Emran beranjak tanpa protes. Perempuan itu menarik tangannya dengan erat lalu mulai berjalan beriringan. Keduanya diikuti orang dengan seragam hitam berbadan kekar. Bagitu Emran keluar Ring, pegangan Saka mengendur dan Naima langsung berlari ke arena untuk menolong Juan. Tampaknya Juan berusaha berdiri walau pandangannya buram serta badannya sakit semua. Saka tahu bahwa tenaganya sebagai laki-laki lebih dibutuhkan, Badan Naima terlalu kecil untuk memapah Juan.
*****************************
Naima menyiapkan obat-obatan untuk Juan tak lupa juga kompres dilengkapi es batu untuk meredam lebam.
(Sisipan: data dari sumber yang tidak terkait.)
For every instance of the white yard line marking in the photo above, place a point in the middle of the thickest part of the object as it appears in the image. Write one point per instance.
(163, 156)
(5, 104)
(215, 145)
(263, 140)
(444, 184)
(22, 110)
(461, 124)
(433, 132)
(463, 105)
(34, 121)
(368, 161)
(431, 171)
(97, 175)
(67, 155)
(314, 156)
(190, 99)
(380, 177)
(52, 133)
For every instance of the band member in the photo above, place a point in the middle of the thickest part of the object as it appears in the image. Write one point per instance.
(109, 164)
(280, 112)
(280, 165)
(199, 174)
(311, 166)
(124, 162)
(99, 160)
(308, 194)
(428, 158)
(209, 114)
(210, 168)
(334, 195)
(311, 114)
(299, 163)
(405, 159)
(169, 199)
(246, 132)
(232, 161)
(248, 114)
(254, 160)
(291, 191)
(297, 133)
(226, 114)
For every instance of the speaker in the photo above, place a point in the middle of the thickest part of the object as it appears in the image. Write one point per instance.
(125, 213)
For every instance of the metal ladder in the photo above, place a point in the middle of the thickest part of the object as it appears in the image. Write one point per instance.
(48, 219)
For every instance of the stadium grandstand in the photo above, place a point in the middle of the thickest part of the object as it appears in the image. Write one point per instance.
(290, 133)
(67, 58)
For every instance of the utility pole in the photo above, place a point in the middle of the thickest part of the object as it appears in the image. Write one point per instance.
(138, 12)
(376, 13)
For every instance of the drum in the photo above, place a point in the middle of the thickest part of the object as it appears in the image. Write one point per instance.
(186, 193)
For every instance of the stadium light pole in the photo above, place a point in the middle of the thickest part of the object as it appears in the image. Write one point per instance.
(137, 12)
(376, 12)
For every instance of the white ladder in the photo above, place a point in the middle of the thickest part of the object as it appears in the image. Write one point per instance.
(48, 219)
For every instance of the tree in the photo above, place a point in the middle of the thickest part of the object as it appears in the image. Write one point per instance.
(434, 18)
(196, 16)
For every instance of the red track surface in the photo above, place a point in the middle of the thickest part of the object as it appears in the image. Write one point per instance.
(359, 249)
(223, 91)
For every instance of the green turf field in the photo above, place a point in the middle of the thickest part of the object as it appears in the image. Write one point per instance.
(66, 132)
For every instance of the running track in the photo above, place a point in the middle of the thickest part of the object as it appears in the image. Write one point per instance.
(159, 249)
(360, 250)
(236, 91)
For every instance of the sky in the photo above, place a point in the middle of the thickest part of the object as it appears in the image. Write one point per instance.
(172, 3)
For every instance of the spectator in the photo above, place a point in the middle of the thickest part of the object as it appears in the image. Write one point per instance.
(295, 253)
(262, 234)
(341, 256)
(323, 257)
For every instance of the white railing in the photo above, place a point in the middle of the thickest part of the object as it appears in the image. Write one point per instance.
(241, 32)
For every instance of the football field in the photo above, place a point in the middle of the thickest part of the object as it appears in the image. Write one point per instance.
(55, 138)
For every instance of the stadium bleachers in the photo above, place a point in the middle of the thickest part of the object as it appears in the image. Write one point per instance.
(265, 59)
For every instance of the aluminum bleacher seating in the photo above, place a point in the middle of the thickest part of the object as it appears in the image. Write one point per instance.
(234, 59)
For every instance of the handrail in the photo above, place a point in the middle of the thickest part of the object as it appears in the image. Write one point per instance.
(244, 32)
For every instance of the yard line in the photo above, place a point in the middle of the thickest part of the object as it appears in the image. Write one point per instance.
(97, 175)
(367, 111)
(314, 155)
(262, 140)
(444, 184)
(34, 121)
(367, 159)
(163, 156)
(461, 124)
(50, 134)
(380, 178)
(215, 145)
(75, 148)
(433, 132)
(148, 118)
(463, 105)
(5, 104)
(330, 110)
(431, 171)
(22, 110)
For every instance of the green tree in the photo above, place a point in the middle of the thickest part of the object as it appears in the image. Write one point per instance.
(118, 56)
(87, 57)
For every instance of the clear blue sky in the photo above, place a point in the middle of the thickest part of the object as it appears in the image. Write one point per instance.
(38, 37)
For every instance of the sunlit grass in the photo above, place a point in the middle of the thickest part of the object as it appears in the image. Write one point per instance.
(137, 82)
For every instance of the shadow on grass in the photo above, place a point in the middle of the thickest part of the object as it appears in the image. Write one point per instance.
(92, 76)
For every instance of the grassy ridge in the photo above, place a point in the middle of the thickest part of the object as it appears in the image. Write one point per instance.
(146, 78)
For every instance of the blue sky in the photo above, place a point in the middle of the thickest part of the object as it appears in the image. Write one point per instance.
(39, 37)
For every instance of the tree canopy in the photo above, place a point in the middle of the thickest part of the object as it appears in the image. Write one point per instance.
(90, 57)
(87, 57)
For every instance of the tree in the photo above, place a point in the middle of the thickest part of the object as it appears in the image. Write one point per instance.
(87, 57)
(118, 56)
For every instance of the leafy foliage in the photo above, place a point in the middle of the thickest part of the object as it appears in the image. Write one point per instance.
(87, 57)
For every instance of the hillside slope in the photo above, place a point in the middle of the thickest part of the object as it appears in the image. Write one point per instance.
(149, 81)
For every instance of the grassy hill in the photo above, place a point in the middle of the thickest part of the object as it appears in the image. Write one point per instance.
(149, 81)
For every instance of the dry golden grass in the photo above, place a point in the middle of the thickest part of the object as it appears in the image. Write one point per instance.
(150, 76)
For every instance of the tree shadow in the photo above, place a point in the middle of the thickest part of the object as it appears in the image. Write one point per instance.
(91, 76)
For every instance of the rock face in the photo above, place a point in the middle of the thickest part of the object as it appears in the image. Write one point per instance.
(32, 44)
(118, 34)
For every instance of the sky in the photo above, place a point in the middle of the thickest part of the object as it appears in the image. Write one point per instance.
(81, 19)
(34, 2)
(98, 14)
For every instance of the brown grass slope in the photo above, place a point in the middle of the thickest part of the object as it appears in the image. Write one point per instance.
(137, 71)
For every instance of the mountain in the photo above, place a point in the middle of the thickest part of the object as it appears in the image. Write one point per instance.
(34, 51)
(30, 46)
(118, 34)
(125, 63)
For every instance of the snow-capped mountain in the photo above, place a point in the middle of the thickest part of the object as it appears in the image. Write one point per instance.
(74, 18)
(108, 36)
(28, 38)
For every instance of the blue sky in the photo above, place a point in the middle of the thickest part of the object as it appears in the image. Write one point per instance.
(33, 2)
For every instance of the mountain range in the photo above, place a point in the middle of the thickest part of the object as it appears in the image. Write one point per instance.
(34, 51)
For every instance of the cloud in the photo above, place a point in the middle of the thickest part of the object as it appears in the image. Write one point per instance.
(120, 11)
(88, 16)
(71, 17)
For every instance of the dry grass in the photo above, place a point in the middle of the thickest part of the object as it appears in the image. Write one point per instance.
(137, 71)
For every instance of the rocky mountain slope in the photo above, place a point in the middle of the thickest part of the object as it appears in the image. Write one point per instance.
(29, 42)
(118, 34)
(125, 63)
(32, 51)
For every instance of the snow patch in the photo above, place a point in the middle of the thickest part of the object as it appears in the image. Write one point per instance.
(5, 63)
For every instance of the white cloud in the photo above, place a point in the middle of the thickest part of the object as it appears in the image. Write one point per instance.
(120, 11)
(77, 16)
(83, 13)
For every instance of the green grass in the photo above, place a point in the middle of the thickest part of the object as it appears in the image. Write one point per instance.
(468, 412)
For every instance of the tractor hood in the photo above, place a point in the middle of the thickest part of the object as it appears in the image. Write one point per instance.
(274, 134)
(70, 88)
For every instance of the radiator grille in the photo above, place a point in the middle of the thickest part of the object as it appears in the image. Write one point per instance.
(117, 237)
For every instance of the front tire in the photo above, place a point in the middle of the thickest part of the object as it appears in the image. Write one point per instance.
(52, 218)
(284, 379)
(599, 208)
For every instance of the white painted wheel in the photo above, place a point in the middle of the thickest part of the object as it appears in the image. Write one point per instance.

Pertarungan tadi sangat menakutkan, Juan hampir mati kalau saja perempuan itu tak datang. Lalu siapa perempuan asing tadi? Mungkin perempuan muda itu kekasih Emran. Bukannya setiap lelaki punya pawang yang bisa membuat mereka tunduk, begitu juga Emran yang keras hati dan dipenuhi dendam.
Naima menarik nafas ketika berniat masuk kamar Juan. Tunangannya hanya duduk di ranjang sembari menatap ke arah tirai jendela yang terbuka. Laut memang indah tapi tak dipandang dengan tatapan kosong.
"Aku kan mengobati lukamu." Ia kira setelah kapas menempel ke sudut mulut, Juan akan memekik atau paling tidak meringis namun Juan bagai patung, menurut ketika diobati. "Bisa buka bajumu." Ketika Juan bertelanjang dada, Naima terkejut. Luka di bagian perut, dada dan juga punggung lebih banyak dari bagian muka. "Pasti rasanya sakit sekali. Aku akan meminta asistenmu membelikan koyo pereda nyeri dan juga obat penahan rasa sakit."
"Aku telah kalah Naima, hatiku lebih sakit dari ini."
Naima mundur sedikit, sebelum membuka mulut ia menggigit bibir bawahnya dulu sembari memikirkan ucapan apa yang tepat untuk dikeluarkan mengingat harga diri Juan saat ini sangat terluka. "Kalah atau menang itu biasa."
"Aku menantangnya dan aku dihabisi. Aku terlalu sombong mengira bisa menang ternyata Emran memang hebat seperti yang ayah selalu bilang." Ferdinant Ang memang jagonya menumbuhkan rasa benci dan persaingan di hati setiap putranya. "Dia putra ayah yang paling kuat."
"Ayahmu berkata begitu?" tanyanya sembari menaruh alkohol di atas kapas. "Bukannya dia membenci Emran dan tak mau mengakuinya sebagai anak?"
"Ayah sengaja melakukan itu agar Emran kuat."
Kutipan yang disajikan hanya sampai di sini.